Оразсолтан-эдже очень волновалась за своих детей. Дурды ещё ничего — он мужчина, и товарищи у него с винтовками, они знают своего врага в лицо. А вот Узук — совсем иное дело, она женщина, по сёлам ездит тоже с женщинами, а от них какая защита? Охнуть не успеешь, какой-либо коршун кинется на неё, вцепится своими когтищами — и поминай как звали! Старушка вздыхала, корила детей за то, что они советов её слушать не хотят, бормотала заклинания и молитвы, которые должны уберечь Узук и Дурды от вражеского копья.
За этим и застал её Торлы. Она обрадовалась появлению живого человека, заулыбалась:
— Проходи, Торлы-джан, проходи, милый, садись!
— Где народ ваш беспокойный? — осведомился Торлы, присаживаясь на корточки у порога. — Дурды где?
— Ещё позавчера уехал Дурды со своей милицией, — ответила Оразсолтан-эдже, — погнались за басмачами, которые школу подожгли.
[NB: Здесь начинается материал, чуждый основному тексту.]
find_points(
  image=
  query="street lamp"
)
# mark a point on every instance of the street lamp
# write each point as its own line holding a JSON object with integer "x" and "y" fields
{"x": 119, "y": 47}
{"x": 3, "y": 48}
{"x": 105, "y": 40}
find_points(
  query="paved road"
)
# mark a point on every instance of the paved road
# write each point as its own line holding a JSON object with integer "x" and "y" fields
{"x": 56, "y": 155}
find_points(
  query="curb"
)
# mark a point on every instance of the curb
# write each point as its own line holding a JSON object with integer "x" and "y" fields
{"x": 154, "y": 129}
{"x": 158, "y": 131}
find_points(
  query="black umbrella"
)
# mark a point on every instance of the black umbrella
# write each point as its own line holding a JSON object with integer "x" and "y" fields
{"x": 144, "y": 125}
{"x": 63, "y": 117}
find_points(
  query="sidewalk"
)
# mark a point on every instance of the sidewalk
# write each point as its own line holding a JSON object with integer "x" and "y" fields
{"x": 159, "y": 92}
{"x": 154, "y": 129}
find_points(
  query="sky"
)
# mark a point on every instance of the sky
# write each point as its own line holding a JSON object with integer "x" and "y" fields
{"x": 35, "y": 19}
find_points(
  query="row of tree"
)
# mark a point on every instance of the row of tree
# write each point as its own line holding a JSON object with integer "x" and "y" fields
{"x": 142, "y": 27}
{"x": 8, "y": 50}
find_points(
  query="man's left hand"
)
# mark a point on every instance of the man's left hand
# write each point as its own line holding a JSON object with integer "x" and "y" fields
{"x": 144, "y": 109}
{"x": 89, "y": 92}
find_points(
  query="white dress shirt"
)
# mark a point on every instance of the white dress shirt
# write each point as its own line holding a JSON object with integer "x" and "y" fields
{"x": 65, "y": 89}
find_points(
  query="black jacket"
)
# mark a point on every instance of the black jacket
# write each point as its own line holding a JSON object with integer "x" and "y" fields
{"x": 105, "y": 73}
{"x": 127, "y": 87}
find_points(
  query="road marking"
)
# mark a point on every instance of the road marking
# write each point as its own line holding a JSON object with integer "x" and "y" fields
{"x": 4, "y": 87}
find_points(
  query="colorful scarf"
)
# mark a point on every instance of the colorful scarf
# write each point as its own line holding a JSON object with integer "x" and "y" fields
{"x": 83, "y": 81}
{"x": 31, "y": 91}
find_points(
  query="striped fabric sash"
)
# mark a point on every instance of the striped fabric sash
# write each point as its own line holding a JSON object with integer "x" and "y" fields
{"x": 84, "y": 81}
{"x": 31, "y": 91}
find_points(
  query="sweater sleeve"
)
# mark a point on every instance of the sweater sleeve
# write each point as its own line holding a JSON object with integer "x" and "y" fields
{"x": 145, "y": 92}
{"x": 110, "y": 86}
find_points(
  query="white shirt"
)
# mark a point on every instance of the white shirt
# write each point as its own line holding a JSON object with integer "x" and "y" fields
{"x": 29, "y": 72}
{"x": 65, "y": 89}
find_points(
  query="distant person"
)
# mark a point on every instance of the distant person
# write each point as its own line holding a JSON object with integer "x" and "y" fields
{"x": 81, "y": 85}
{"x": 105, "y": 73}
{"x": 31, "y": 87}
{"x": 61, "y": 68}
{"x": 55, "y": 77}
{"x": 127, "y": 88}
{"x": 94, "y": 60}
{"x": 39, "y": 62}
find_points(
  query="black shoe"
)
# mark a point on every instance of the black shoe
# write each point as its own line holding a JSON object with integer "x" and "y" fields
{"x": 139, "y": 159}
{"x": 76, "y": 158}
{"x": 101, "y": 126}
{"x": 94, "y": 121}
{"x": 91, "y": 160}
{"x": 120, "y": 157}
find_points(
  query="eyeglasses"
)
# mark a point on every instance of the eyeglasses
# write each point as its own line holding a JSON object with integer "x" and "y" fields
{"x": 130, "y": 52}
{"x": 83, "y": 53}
Ездит мой Дурды на коне своём по Каракумской пустыне, а я сижу да на дорогу гляжу.
— Слух был, что он уже вернулся.
— Кто тебе добрую весть принёс, сынок?
— В чайхане сейчас говорили.
— Ну, дай бог, если так, если благополучно вернулись. Погоди, я сейчас чайник поставлю, попьём с тобой чайку, потолкуем…
Вошла Узук — возбуждённая, раскрасневшаяся.
— Опять ты, мама, гостей на кухне принимаешь? — весело спросила она. — Думаешь, для них, как для тебя, лучшего места в доме нет? Живо перебирайтесь в комнату — умываться буду, красоту наводить, а то я вся насквозь пропылилась!